Parallel Computing

DM818, Autumn 2009

Daniel Merkle

DM818 Mandatory Assignment 3: DNS Algorithm (Deckel, Nassimi, Sahni)

Overview

The purpose of this assignment is to parallelize matrix-matrix multiplication with the DNS algorithm (see Chapter 8 of the course book).

Implement the DNS algorithm for dense matrix multiplication using MPI on the Franlin cluster. Use a virtual topology as a mechanism for naming the processes in the communicator (see for example here). The implementation has only to be functional for a cubic number p of processors and you can assume that the matrices of size n×n have a certain size, namely it holds n ≥ p1/3. Furthermore you can assume that the input matrices are squared. Note that your implementation has to handle the case that the matrix dimension n is not divisible by p1/3. For the multiplication of the submatrices you are required to use the ACML library (cmp. Mandatory Assignment 1).

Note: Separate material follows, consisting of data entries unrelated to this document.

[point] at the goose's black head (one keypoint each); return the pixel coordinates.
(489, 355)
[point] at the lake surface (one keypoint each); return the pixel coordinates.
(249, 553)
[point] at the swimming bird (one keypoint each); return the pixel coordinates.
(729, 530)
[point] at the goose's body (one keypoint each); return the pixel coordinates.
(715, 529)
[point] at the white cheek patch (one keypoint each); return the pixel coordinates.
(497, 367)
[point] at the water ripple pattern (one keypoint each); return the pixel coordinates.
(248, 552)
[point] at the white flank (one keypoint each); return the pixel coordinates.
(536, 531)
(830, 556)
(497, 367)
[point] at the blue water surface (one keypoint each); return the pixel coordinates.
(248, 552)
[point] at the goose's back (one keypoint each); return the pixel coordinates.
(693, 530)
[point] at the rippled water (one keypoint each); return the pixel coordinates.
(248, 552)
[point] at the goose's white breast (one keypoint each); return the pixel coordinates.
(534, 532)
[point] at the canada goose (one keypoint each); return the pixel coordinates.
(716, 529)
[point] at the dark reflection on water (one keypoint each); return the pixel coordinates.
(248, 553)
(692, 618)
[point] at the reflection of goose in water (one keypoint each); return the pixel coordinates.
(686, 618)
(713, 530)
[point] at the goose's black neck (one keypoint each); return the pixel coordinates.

Let the overall runtime of the matrix-matrix multiplication be defined as Pend-Pstart. Pstart refers to the time that corresponds to the situation (a) on Figure 8.4 page 350 of the course book (see below, i.e. the time after the submatrices have been scattered from one to n2 processors), Pend refers to the time when the All-to-One reduction step along the k axis of DNS is finished (i.e. the time before the submatrices are gathered to one processor which is identical to the time directly after the All-to-One reduction step along the k axis has finished in all n2 processors).

Source Code

You may (but you don't have to) start with the implementation template supplied below.

comm.c
comm.h
for submatrix scattering and gathering and handling virtual topologies
matrix.c
matrix.h
(sub)matrix handling
main.c
main file (including averaging runtimes)
Makefile
a makefile that should work on the Franklin cluster,
job-dns8-240,
sample batch file to launch one job on Franklin (Please check how "Running Multiple Parallel Jobs Simultaneously" . Use qsub to submit on Franklin.
template.tar
all above files in one tarball.

Although you do not need to use this template, your executable should in any case be named dnsmat, and it should use exactly two parameters, namely the number of processors and the matrix dimension (for example the command ./dnsmat 8 240 will execute the DNS matrix-matrix multiplication algorithm on two matrices of size 240×240 with 8 cores).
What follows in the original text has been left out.